Крут даже уточнять ничего не стал, когда пришла весть от Всеслава. Он и сам слышал про зверства саксов на западе. Корабли отошли в ту же ночь. Толстые бронзовые стволы, неподъёмно тяжелые, расставляли на ходу, беспрекословно слушаясь хмурых и злых молчаливых русов. Это были те самые нетопыри, с которыми многие из Крутовой дружины побывали в походе не так давно. Там воины Чародея даже иногда улыбались. Нынче же были злыми, как бешеные собаки. Точнее, волки. Они и поведали братьям-руянам о том, что именно творили каратели в окрестностях Экерны и Юрьева-Северного. В том, что у Любека нет ни единого шанса на спасение, никто из экипажей драккаров не сомневался уже к утру. Все видели, сколько чародейского оружия и припаса привезли с собой нетопыри. За два дня Любек выгорел почти дотла. Целыми остались только склады и причалы, собор и бедные предместья. Ворот не осталось. Прибивать щит, Всеславов или Крутов, было не́ к чему. И ни к чему́.
Старый перс уехал из Полоцка на следующее утро. Увозя знания, в которые вряд ли до конца поверил сам. И в которых ему предстояло убедить своих великого визиря и султана. На прощание Всеслав подарил ему один из трактатов Авиценны, найденный в Лесином приданом, наследстве бабушки Мирославы. Текст перевели на русский, рисунки перенесла на бересту и бумагу сама княжна, поправляя кое-где, там, где средневековые познания анатомии оказывались совсем уж никудышными и далёкими от истины. Оригинал поехал к сиятельному Смелому Льву. В качестве жеста доброй воли. Одного из.
Глава 13
Ничего нет хуже ожидания
В письме, на довольно неплохой, а по местным меркам так и вовсе восхитительной и бесценной почти белой бумаге, великому сутлану сельджуков отправилось многое.
Там были описания подготовительных этапов, чертежи-схемы торговых путей, перечень необходимых товаров и списки того, чем была щедра́ Русь.

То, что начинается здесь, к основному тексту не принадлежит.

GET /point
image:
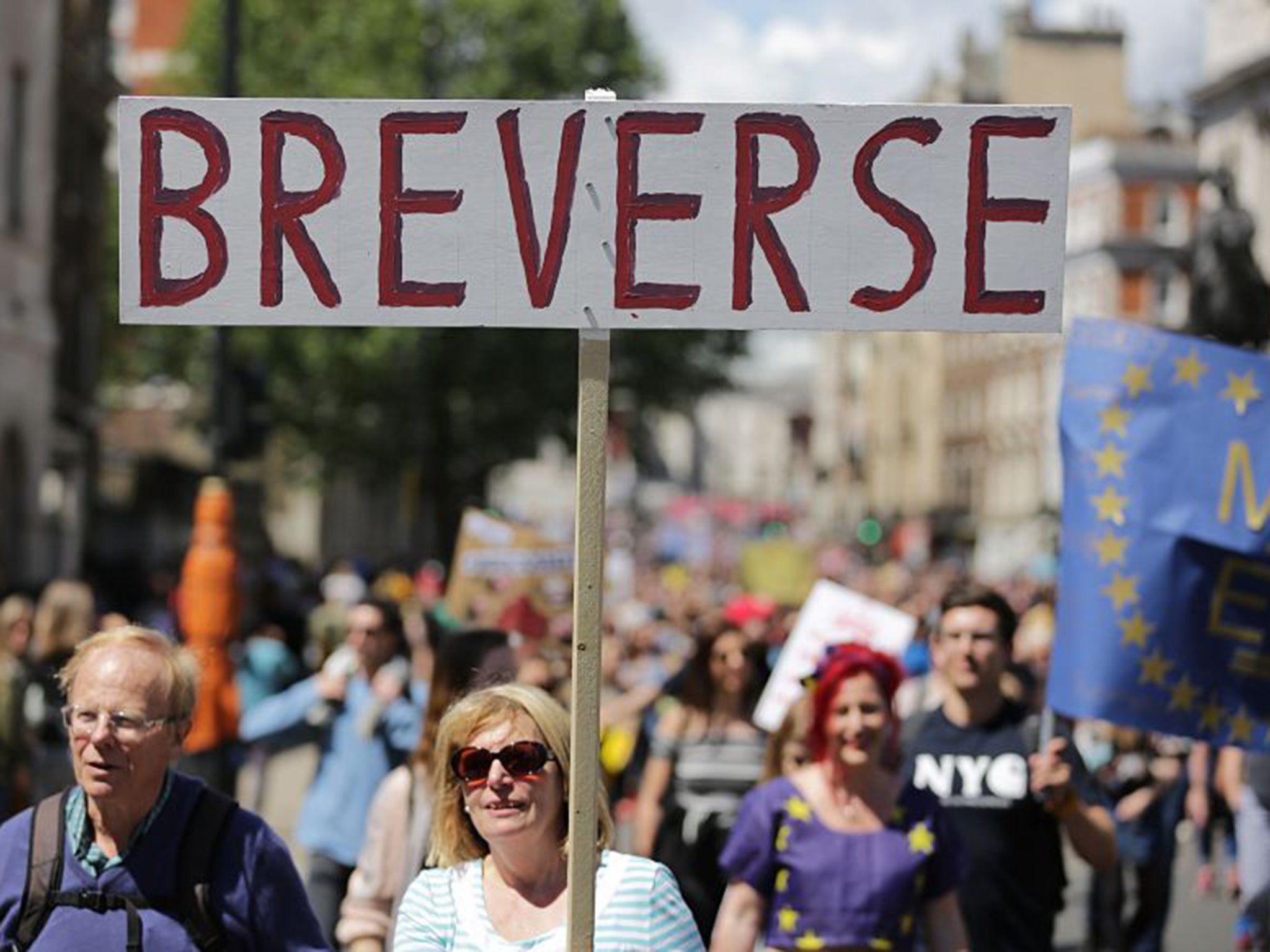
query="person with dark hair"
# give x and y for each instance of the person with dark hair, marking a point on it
(397, 833)
(363, 711)
(1008, 794)
(841, 853)
(705, 757)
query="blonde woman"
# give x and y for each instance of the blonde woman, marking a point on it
(65, 616)
(499, 837)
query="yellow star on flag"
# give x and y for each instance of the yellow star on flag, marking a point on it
(1135, 628)
(1241, 391)
(1110, 461)
(1114, 419)
(921, 839)
(1241, 726)
(1184, 696)
(798, 809)
(1137, 379)
(1123, 591)
(1110, 506)
(1189, 369)
(1155, 669)
(1212, 716)
(1112, 549)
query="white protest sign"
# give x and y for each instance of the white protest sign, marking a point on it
(597, 215)
(830, 616)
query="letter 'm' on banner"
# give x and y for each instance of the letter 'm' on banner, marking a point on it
(397, 202)
(657, 206)
(898, 216)
(158, 202)
(757, 203)
(981, 209)
(281, 209)
(541, 273)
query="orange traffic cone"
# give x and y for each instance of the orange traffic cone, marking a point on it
(208, 607)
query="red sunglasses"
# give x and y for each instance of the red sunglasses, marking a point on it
(520, 759)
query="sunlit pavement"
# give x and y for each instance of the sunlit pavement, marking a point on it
(1196, 924)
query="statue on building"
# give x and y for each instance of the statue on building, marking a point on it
(1230, 298)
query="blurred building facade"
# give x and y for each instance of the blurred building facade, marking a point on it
(1232, 106)
(29, 328)
(962, 428)
(55, 89)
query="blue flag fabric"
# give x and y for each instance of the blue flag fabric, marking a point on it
(1163, 617)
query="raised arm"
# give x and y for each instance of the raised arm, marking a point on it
(655, 781)
(741, 919)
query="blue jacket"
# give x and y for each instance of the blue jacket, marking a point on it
(255, 886)
(351, 765)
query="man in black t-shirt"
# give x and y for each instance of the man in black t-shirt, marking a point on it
(1008, 799)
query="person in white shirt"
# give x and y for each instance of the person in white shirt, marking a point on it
(499, 839)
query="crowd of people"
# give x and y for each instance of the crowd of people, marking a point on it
(915, 803)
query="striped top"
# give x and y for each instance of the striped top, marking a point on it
(711, 776)
(638, 907)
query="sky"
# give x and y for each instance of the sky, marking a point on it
(858, 51)
(861, 51)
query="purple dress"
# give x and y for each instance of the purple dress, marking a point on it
(827, 888)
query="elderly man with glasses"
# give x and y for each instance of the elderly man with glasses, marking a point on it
(134, 855)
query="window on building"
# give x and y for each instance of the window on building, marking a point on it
(14, 183)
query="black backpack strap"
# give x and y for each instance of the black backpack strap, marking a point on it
(197, 851)
(45, 860)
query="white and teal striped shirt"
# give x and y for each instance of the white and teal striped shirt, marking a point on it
(638, 908)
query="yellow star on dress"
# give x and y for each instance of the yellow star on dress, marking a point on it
(921, 839)
(1241, 726)
(1184, 696)
(1241, 391)
(1135, 628)
(1123, 591)
(1189, 369)
(1137, 379)
(1110, 506)
(1112, 549)
(1114, 419)
(798, 809)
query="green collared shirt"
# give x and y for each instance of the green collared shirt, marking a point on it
(83, 840)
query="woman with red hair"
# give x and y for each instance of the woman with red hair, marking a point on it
(841, 855)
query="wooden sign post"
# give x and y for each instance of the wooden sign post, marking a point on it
(593, 216)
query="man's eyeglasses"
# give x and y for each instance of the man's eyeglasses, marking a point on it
(520, 759)
(82, 723)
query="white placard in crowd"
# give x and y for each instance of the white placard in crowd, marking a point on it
(601, 215)
(830, 616)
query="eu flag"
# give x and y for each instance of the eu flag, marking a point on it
(1163, 619)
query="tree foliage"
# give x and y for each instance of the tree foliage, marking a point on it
(454, 403)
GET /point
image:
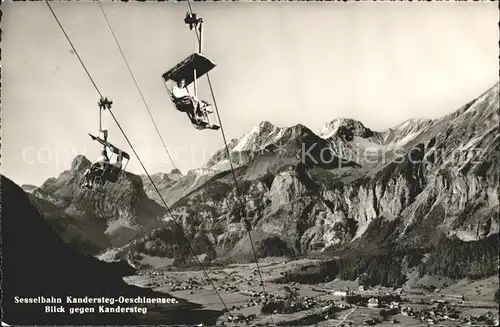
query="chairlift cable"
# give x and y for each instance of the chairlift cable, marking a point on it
(231, 166)
(169, 210)
(138, 88)
(145, 170)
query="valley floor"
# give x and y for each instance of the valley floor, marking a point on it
(319, 305)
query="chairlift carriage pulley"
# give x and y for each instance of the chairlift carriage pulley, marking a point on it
(189, 71)
(104, 171)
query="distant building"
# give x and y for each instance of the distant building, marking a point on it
(372, 303)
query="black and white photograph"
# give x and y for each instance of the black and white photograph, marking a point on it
(250, 163)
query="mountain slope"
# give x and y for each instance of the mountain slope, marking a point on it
(415, 182)
(112, 216)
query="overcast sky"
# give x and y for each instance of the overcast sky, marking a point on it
(287, 63)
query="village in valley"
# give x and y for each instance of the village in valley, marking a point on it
(341, 303)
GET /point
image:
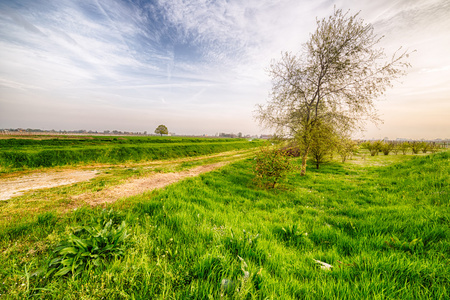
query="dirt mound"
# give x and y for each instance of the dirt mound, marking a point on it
(13, 187)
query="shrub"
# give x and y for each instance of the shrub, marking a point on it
(415, 147)
(386, 148)
(271, 166)
(404, 147)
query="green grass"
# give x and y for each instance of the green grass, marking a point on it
(385, 229)
(20, 154)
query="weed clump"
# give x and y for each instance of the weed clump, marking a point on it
(89, 246)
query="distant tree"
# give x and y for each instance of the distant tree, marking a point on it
(346, 148)
(335, 80)
(161, 129)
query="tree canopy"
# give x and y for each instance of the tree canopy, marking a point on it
(334, 81)
(161, 129)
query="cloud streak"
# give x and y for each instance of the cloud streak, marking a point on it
(202, 57)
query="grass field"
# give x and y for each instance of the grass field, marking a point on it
(21, 154)
(372, 228)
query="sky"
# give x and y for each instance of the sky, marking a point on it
(200, 66)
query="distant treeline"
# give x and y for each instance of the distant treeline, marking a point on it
(27, 153)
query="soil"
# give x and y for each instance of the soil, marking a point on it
(140, 185)
(17, 186)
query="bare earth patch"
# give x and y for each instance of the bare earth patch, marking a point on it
(13, 187)
(140, 185)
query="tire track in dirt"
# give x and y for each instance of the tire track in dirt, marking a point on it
(140, 185)
(17, 186)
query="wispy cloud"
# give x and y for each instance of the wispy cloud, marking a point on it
(169, 57)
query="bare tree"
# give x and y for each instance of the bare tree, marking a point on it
(335, 80)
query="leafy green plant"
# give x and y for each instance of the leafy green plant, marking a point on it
(386, 147)
(271, 166)
(404, 147)
(88, 247)
(415, 147)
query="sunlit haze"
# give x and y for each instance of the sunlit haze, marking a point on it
(199, 66)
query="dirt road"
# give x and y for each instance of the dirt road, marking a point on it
(18, 185)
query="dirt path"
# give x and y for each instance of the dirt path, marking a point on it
(17, 186)
(140, 185)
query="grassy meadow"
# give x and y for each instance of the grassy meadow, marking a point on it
(22, 154)
(371, 228)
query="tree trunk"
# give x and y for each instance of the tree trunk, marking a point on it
(304, 158)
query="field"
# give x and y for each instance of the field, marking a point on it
(19, 154)
(375, 227)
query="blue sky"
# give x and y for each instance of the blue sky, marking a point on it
(198, 67)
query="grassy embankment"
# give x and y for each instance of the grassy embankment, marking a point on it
(382, 223)
(23, 154)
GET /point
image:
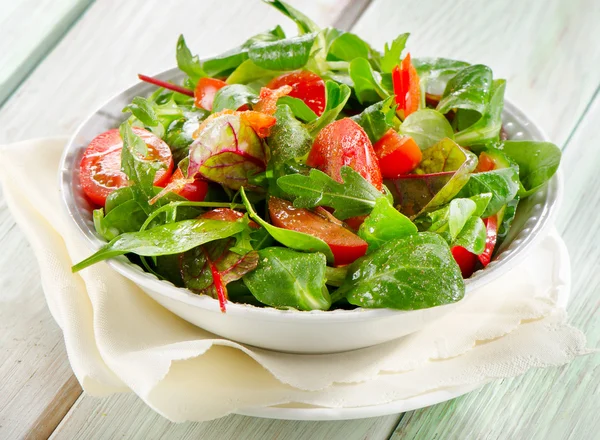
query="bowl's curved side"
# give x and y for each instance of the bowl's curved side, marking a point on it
(534, 216)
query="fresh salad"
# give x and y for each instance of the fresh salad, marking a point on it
(313, 172)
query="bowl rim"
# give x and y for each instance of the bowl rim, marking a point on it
(509, 257)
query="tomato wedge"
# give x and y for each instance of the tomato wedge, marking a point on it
(307, 86)
(345, 245)
(397, 154)
(193, 191)
(100, 169)
(344, 142)
(205, 92)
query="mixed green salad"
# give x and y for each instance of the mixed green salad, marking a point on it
(313, 172)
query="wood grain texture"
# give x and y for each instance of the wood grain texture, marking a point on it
(28, 31)
(125, 416)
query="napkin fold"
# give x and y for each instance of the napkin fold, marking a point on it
(119, 339)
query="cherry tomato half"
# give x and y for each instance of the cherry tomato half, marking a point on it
(397, 154)
(345, 245)
(205, 92)
(307, 86)
(100, 168)
(344, 142)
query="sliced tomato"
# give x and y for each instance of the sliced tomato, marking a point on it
(397, 154)
(345, 245)
(307, 86)
(491, 225)
(344, 142)
(205, 92)
(100, 168)
(193, 191)
(465, 259)
(407, 87)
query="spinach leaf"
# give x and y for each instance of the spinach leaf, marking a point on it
(188, 63)
(354, 197)
(392, 54)
(288, 279)
(171, 238)
(427, 127)
(367, 82)
(233, 96)
(292, 239)
(288, 54)
(538, 161)
(305, 24)
(198, 263)
(298, 107)
(385, 223)
(503, 184)
(377, 119)
(487, 128)
(408, 273)
(468, 89)
(337, 96)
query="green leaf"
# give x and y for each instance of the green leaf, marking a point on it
(188, 63)
(305, 24)
(168, 239)
(337, 96)
(427, 127)
(288, 54)
(503, 184)
(367, 82)
(232, 97)
(410, 273)
(392, 54)
(354, 197)
(487, 128)
(292, 239)
(538, 162)
(385, 223)
(468, 89)
(288, 279)
(377, 119)
(298, 107)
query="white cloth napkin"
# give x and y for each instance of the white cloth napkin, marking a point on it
(119, 339)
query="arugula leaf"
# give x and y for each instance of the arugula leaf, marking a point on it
(292, 239)
(196, 266)
(288, 54)
(354, 197)
(288, 279)
(487, 128)
(367, 82)
(337, 96)
(377, 119)
(468, 89)
(427, 127)
(392, 54)
(299, 108)
(538, 161)
(233, 96)
(305, 24)
(503, 184)
(188, 63)
(385, 223)
(168, 239)
(410, 273)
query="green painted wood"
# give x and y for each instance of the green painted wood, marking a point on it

Точнее, могла быть. В случае, если предложение великого князя будет рассмотрено и принято Смелым Львом Алп-Арсланом. От изложения планов до последнего отговаривали вчетвером патриарх, волхв и оба нетопыря. Всеслав убедительно пояснил, что даже если ромеи и умудрятся каким-то образом договориться с Венецией по поводу зерна, то оспу лечить за зиму не выучатся совершенно точно. А схема, которую брались исполнить Абрам с Моисеем и бесчисленным множеством их родичей и знакомых, крайне удачно рассыпанных по нужным Чародею местам, позволяла осуществить торговую блокаду Византии и без Контарини. Да, с сельджуками было бы значительно проще. Но можно было и без них. И даже уйди эти сов. секретные данные прямиком к Роману Диогену — планам бы это существенно не помешало. Чуть дольше, чуть больше потерь. Но империя должна была пасть.
В том, что достопочтенный Абу проникся душевной беседой до нужной глубины, у нас со Всеславом тоже сомнений не было. Прощался он, кланяясь так, как не пристало вельможе его уровня и человеку с его возрастом и опытом. И слова говорил на родном языке такие, какими обычно клянутся отцу или старшему в роду не подвести и выполнить поставленную задачу. Если я хоть что-то научился понимать в людях, даже восточных, за свою долгую прошлую жизнь, то звездочёт не должен был подвести. Он или найдёт способ убедить руководство в том, что ссориться с дикими и опасными русскими колдунами совершенно не следует, хотя бы до глубокой проработки, или придумает, как передать нам весть о том, что второго султана династии Сельджукидов наказал Аллах, лишив разума.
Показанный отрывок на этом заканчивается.